The death toll from twin earthquakes that struck Venezuela on Wednesday has climbed to 920, with over 50,000 people reported missing and rescue teams increasingly shifting focus from saving lives to recovering bodies amid mounting public fury at the government’s response.
Venezuela is in agony — and the anger is growing as fast as the death toll.
Two powerful earthquakes, measuring magnitude 7.2 and 7.5, struck within a minute of each other on Wednesday evening, unleashing devastation across the north of the country and reducing entire residential blocks in the coastal area of La Guaira — near the capital Caracas — to dust and rubble. By Friday, the confirmed death toll had climbed to 920, with United Nations aid chief Tom Fletcher telling AFP that more than 50,000 people remained unaccounted for.
The scale of destruction is staggering.

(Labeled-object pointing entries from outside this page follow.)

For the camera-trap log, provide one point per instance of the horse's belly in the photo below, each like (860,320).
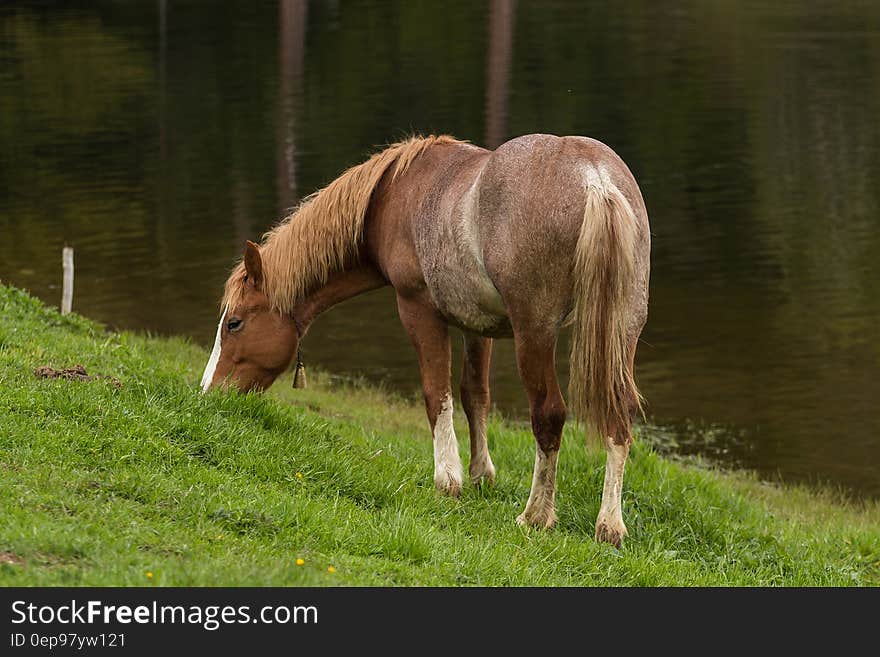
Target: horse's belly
(466,297)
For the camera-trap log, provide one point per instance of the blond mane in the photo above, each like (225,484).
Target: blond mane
(323,234)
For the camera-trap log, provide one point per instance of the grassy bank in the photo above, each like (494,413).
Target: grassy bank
(154,484)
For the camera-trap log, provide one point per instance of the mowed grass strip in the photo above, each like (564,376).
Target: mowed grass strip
(156,484)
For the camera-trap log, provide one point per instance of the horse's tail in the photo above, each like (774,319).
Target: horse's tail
(602,390)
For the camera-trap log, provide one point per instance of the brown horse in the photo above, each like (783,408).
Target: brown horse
(515,242)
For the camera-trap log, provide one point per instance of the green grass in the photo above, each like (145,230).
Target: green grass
(100,486)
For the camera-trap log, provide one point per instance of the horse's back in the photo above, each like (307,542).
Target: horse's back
(532,195)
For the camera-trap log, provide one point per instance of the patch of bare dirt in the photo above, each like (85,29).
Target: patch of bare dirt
(12,559)
(75,373)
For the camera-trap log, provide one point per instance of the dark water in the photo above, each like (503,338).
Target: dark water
(157,137)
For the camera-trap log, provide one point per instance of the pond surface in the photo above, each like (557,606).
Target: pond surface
(156,137)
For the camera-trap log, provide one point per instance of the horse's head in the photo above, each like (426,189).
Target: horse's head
(255,343)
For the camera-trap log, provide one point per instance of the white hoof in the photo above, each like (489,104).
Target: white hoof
(448,481)
(482,471)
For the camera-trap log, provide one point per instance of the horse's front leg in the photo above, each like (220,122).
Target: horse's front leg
(475,401)
(430,336)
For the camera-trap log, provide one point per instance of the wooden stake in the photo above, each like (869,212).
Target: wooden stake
(67,292)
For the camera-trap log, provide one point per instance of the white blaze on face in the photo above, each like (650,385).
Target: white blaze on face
(208,376)
(447,463)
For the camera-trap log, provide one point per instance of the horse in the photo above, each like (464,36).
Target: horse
(515,243)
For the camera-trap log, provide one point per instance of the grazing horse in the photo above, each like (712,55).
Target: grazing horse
(515,242)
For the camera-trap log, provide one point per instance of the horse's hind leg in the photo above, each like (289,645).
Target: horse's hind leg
(475,400)
(430,335)
(609,523)
(535,357)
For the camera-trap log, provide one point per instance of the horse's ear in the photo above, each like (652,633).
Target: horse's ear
(253,263)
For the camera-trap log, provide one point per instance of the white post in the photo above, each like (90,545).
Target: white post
(67,292)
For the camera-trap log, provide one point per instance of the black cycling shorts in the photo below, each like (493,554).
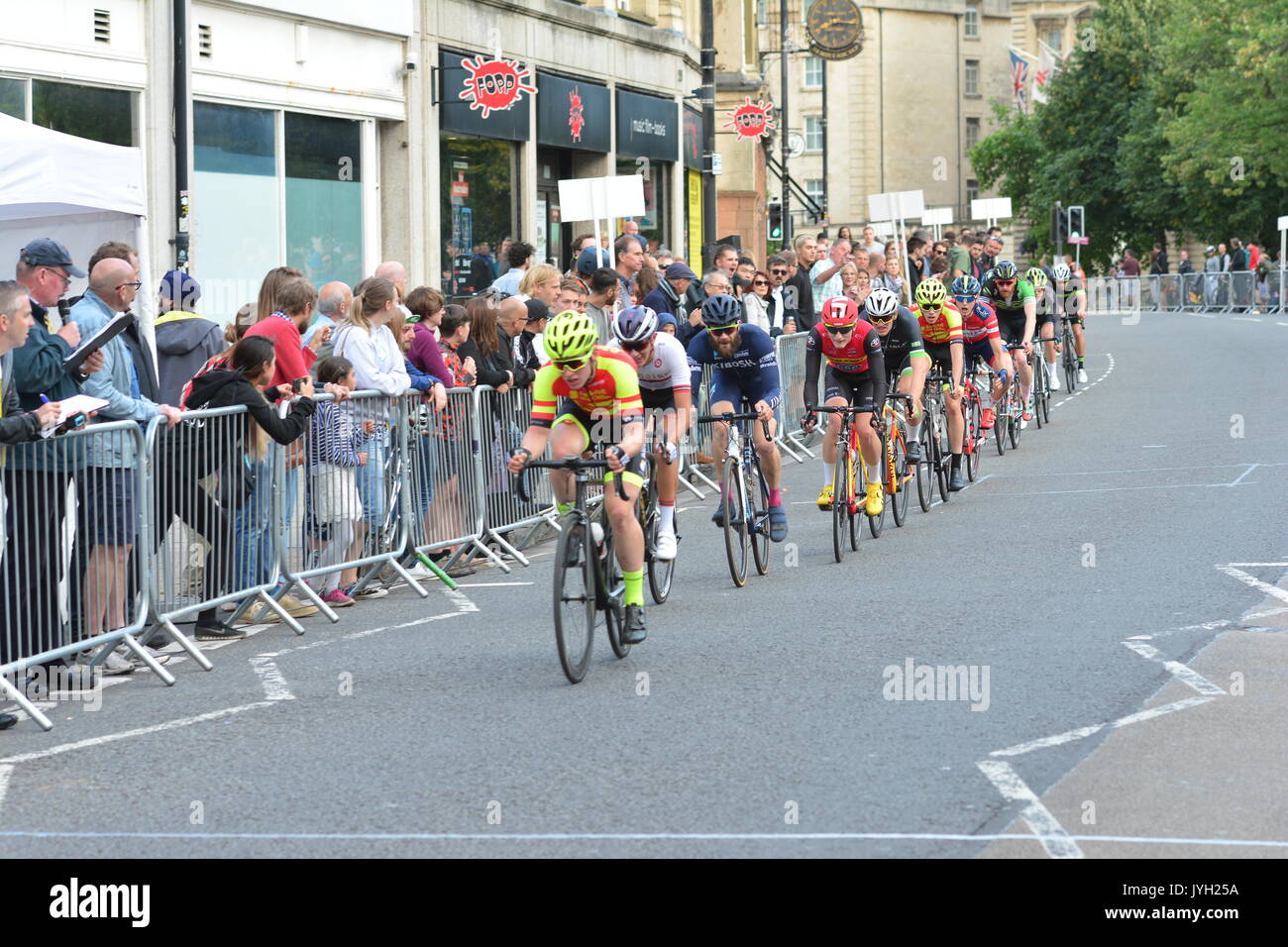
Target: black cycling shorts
(855,386)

Building after building along La Guaira’s coastline crumpled under the force of the back-to-back strikes, leaving rescue teams from across the region racing against time — and increasingly, against hope.
The Cable reported that a Chilean rescue team arriving at one residential complex — four tall apartment buildings now largely reduced to rubble — delivered the assessment that many feared.
“Unfortunately, the collapse is total, and there is little chance of finding survivors. Efforts are now focused on recovering the bodies of the deceased,” team leader Nadiomar Polanco said grimly.
That grim reality on the ground is being matched by a volatile political atmosphere. Caracas residents jeered interim leader Delcy Rodriguez during her visit to a devastated neighbourhood, their fury over the perceived sluggishness of the official government response boiling over publicly. It was a raw, unfiltered expression of grief colliding with institutional failure.
Interior Minister Diosdado Cabello announced in a televised address that access to the disaster zone would be restricted from 8:00 pm Friday — a move likely to deepen suspicions among a population already furious at its leadership.
International rescue teams continue to pour in, but with each passing hour, the operation is shifting — from rescue to recovery, from hope to grief, from searching for the living to accounting for the dead.
Venezuela was already a nation under enormous strain. Wednesday’s twin earthquakes have pushed it to the edge of something far darker.
Venezuela is in agony — and the anger is growing as fast as the death toll.